We must learn from Holocaust

Olivia Marks-Woldman, chief executive, Holocaust Memorial Day Trust, writes:

On Sunday, at more than 11,000 events across the country, hundreds of thousands of people will gather to commemorate Holocaust Memorial Day.

Holocaust Memorial Day is a time to remember all those affected by the Holocaust and Nazi persecution, as well as genocides which have taken place more recently in Cambodia, Rwanda, Bosnia and Darfur. As well as remembering what happened, we also find ways to take positive action and make sure they can never happen again.

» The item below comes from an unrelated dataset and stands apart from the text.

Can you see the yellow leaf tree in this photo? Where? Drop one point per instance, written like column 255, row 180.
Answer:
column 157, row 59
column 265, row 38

The Holocaust threatened the fabric of civilisation and has implications for us all. Without a basic understanding of this recent history, we are in danger of failing to learn where a lack of respect for difference and hostility to others can ultimately lead. With a rise in reported hate crime in the UK and ongoing international conflicts at risk of genocide, our world can feel fragile and vulnerable. We cannot be complacent. For more on how you can get involved with this year’s events, go to hmd.org.uk.